Dalam sambutannya di depan Gedung B11 Fakultas Bahasa dan Seni (FBS) Unnes, Anang Budi Utomo menyampaikan bahwa wayang tidak hanya berfungsi sebagai tontonan, tetapi juga sebagai tuntunan yang mengandung nilai-nilai pendidikan, moral, dan karakter. Oleh karena itu, keberlangsungan seni wayang perlu dijaga melalui keterlibatan berbagai pihak, termasuk institusi pendidikan.
Ia mengapresiasi Unnes yang secara konsisten memberikan ruang bagi seni tradisi, khususnya wayang kulit, melalui kegiatan akademik maupun nonakademik. Menurutnya, perguruan tinggi memiliki peran strategis dalam mengenalkan dan menanamkan kecintaan terhadap seni budaya kepada generasi muda.

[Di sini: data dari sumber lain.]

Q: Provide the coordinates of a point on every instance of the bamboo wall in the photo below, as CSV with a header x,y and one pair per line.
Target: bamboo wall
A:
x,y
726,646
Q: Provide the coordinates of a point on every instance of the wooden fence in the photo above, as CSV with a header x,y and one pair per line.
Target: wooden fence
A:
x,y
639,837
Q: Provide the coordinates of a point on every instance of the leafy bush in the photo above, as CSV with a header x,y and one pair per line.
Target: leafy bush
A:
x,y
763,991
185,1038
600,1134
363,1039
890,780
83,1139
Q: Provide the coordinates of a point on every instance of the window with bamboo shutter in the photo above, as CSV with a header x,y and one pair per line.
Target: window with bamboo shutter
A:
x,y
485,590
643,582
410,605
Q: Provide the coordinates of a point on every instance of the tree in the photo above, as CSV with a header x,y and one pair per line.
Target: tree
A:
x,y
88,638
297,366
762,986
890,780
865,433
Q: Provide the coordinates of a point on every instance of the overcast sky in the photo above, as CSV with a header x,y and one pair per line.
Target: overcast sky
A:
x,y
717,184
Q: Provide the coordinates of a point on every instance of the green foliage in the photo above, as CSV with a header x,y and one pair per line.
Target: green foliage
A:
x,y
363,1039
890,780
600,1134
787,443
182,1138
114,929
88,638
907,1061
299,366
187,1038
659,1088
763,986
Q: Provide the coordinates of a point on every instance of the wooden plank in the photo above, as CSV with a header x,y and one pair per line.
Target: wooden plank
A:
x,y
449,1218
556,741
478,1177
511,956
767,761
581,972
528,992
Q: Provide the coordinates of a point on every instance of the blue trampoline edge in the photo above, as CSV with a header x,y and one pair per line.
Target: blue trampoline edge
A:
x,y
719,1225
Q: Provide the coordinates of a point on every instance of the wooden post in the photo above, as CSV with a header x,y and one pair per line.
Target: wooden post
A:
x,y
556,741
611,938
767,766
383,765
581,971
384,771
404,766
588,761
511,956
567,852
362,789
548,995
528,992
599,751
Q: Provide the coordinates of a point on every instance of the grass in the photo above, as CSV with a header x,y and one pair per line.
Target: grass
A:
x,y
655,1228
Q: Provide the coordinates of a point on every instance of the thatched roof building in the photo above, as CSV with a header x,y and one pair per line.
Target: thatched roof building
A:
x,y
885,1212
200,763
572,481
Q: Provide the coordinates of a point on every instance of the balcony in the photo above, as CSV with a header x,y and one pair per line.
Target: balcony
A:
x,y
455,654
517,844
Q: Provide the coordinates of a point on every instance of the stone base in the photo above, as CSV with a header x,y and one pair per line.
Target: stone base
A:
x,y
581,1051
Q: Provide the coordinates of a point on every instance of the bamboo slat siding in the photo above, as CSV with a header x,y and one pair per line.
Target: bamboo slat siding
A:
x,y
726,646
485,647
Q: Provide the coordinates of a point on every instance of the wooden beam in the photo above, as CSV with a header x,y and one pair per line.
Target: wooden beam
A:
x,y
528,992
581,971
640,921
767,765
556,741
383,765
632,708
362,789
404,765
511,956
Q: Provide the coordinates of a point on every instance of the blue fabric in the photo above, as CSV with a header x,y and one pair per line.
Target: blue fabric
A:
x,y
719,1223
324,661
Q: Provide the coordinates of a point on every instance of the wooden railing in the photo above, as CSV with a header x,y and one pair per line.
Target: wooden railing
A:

Anang Budi Utomo juga menegaskan bahwa peringatan Hari Gamelan Dunia harus dimaknai sebagai momentum refleksi untuk memperkuat regenerasi dalang serta memperluas apresiasi masyarakat terhadap seni pewayangan. Kolaborasi antara seniman, organisasi profesi, dan lembaga pendidikan dinilai penting agar wayang tetap relevan di tengah perkembangan zaman.
Pagelaran wayang kulit tersebut menghadirkan dalang Ki Sigid Ariyanto dan disaksikan oleh sivitas akademika Unnes serta masyarakat umum yang hadir sejak pukul 21.00 WIB.